Et que penser de l'attitude de l'Europe avec la Russie ?

Nous partageons le sentiment et l'analyse d'Axel Kahn : que penser d'un gouvernement en vacances pendant ce temps là ?

 

MAIS OÙ EST DONC PASSÉE L'EUROPE DE LA PAIX DANS LA PROSPÉRITÉ ?

Je suis né en Touraine du sud à la fin de la seconde guerre mondiale dans une famille aux ascendances européennes multiples, allemande et suisse allemande, italienne, et, en ce qui concerne la France, alsacienne, champenoise et bourguignonne. C'est de la sorte très naturellement que je me suis senti, jeune homme, la fibre européenne, sensible à la vision des pères fondateurs (Altiero Spinelli, Jean Monnet, Robert Schumann, Winston Churchill et quelques autres) de la construction d'une Europe unie des valeurs (très marquées aux origines par la démocratie chrétienne) et des biens, apte à exorciser le spectre d'une de ces guerres qui depuis des siècles ravageaient à intervalles réguliers le continent sinon berceau de l'idée de Progrès et des Lumières.

Mon soutien à cet idéal m'a conduit à présider à Bruxelles la Commission des Sciences de la Vie, à approuver le traité de Maastricht et à refuser en 2005, en tant qu'Européen convaincu, le Traité constitutionnel. Je reprochais en effet à ce dernier de reposer sur une conviction libérale néoclassique peut-être honorable mais qui n'avait rien à faire dans le libellé d'une constitution.

Or, je me demande aujourd'hui, un peu effaré, ce qu'il est advenu de ce bel idéal. Pire, même, j'observe que par certains aspects les à-priori idéologiques présidant à la construction européenne l'ont entraînée dans une spirale de décrochage économique d'avec les États-Unis et les plus dynamiques des pays d'Asie. Le risque de déflation, la maladie la plus grave de l'économie selon Keynes et la plupart des économistes, a été annoncé et dénoncé depuis des années, fruit d'une politique d'investissements restrictive et de la monnaie forte, obnubilée par l’inflation.
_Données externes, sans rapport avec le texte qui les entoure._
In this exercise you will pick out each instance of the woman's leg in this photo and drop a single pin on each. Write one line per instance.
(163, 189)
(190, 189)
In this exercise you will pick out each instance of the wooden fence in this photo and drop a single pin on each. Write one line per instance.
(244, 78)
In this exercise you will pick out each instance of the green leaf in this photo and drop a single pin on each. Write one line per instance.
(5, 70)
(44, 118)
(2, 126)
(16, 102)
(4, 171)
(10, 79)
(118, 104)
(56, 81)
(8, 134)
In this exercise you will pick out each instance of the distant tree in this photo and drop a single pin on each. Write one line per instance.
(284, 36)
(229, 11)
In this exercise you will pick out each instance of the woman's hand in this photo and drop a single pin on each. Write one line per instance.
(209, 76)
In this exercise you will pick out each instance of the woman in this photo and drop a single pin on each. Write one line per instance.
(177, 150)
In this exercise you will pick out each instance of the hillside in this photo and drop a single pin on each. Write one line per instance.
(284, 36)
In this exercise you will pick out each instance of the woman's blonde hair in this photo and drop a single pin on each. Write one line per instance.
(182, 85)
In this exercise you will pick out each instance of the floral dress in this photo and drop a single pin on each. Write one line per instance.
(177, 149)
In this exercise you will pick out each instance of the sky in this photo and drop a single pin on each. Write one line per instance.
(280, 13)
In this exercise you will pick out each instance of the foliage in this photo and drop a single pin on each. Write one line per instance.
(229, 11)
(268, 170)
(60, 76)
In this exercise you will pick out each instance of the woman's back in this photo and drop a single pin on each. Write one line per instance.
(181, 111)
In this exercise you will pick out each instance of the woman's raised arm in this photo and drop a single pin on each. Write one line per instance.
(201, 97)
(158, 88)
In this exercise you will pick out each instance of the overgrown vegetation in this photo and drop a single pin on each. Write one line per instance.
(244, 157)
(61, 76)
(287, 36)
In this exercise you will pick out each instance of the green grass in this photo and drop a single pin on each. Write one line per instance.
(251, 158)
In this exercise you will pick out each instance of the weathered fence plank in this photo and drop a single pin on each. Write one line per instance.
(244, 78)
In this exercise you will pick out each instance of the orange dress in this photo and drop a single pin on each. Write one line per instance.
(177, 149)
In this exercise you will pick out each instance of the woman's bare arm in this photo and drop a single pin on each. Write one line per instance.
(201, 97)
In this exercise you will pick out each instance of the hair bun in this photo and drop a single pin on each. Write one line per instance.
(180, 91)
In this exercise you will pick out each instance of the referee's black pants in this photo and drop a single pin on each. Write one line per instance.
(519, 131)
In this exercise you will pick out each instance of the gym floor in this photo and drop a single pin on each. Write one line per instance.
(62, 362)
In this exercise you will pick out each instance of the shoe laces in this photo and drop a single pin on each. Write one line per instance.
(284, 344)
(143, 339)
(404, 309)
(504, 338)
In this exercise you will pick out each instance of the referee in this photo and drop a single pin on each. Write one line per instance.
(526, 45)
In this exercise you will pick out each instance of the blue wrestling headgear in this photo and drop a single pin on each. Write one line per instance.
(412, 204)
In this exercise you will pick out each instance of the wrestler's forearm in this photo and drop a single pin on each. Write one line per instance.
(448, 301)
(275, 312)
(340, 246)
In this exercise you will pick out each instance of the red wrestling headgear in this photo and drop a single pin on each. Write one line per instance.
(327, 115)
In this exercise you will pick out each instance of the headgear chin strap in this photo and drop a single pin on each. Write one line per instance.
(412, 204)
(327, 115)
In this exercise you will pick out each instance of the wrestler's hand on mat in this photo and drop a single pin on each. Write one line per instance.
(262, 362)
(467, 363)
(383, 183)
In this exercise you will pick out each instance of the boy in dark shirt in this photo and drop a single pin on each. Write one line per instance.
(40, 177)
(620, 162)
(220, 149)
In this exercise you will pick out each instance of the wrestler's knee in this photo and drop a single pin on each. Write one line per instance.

La mise en garde qu'une insuffisance de la demande intérieure serait à terme redoutable pour tous les pays, à l'exception - et encore - de ceux qui, négligeant leur marché intérieur, fondent leur croissance sur leurs exportations, aboutit au drame qu'est la rechute dans la récession de nombreux pays du sud et au ralentissement net de la croissance ailleurs, y compris chez le champion allemand qui avec ses nettement moins de 2% ne brille guère à l'échelle mondiale.

Reste la paix, elle n'a pas de prix et peut encore constituer une justification amplement suffisante à l'idéal européen. Cependant, l'Europe telle qu'elle fonctionne et agit en 2014 pourrait bien se révéler insuffisante aussi en ce domaine. C'est bien entendu l'évolution de la crise ukrainienne qui alimente mon inquiétude. Je crois réellement que la situation là-bas constitue une grave menace pour la paix en Europe dont on a portant bien besoin alors que le reste du monde s'embrase. Et il me semble que la politique menée par l'Europe a contribué à la gravité actuelle de la situation plutôt qu'elle n'a permis de l'améliorer.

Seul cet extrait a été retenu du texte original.